-
Notifications
You must be signed in to change notification settings - Fork 33
Description
The v3 spec permits the existence of Zarr groups without any distinguishing metadata.
In the section comparing v3 with v2, the spec states
v3 allows for greater flexibility in how groups and arrays are created. In particular, v3 supports implicit groups, which are groups that do not have a metadata document but whose existence is implied by descendant nodes. This change enables multiple arrays to be created in parallel without generating race conditions for the metadata when creating parent groups.
So the argument here is that we want to avoid race conditions when creating arrays in parallel. Is this a serious problem for anyone? Personally, I was not aware that parallel hierarchy mutation was a design goal of Zarr. I always thought that the only parallelism guarantees were for separate array chunks; since creating nodes in the hierarchy is so simple (just write a JSON document), there shouldn't be a motivation for parallelizing this process, at least that's how it seems to me.

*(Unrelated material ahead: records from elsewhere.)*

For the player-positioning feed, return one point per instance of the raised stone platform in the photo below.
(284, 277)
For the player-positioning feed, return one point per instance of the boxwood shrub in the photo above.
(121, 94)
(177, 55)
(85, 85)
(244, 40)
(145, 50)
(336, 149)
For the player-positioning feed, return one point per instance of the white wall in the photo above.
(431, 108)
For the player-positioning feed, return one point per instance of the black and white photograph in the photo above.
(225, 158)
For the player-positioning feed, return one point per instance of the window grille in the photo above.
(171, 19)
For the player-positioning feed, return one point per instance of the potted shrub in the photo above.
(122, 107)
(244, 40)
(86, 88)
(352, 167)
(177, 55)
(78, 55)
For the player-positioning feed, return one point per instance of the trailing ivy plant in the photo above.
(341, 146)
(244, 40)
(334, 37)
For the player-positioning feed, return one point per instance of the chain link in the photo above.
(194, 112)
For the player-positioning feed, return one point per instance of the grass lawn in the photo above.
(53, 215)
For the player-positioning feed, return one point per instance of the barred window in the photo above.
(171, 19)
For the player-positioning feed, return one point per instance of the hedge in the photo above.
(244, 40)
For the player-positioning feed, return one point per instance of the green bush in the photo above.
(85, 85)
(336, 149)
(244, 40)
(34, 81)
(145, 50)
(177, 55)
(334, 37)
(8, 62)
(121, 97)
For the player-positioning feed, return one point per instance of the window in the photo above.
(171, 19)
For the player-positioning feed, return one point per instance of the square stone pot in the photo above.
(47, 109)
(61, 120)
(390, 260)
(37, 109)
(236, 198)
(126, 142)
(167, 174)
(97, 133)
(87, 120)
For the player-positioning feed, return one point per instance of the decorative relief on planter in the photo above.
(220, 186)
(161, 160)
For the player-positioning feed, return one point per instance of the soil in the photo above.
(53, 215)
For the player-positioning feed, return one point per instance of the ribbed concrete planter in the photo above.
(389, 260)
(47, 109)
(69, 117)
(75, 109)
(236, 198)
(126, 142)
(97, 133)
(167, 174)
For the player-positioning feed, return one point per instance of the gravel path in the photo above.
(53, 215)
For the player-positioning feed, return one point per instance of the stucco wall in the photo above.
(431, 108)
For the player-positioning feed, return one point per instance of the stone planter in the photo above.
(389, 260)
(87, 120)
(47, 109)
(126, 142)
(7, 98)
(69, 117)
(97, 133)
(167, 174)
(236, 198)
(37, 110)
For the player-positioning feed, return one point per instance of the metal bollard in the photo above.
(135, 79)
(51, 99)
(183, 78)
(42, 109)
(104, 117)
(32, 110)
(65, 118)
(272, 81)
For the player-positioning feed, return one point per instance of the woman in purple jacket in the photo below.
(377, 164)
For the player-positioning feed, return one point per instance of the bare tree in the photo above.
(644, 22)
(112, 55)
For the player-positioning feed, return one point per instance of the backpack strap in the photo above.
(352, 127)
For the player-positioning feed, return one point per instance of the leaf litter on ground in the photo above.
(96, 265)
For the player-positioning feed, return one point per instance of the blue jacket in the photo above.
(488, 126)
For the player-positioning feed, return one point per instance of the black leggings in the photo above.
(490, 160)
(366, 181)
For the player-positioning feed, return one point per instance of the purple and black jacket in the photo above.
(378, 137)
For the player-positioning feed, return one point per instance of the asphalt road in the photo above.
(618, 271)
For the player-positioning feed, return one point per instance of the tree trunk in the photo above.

Later, there is a section comparing explicit and implicit groups, which states
This specification defines both implicit and explicit groups, but implementations may create an explicit group for all implicit groups they encounter, in particular when using a hierarchical storage.
Erasure of an implicit group may automatically erase any empty parent. For example on a S3 store where the namespace is flat, erasure of the last key with a prefix will erase all implicit groups in the prefix.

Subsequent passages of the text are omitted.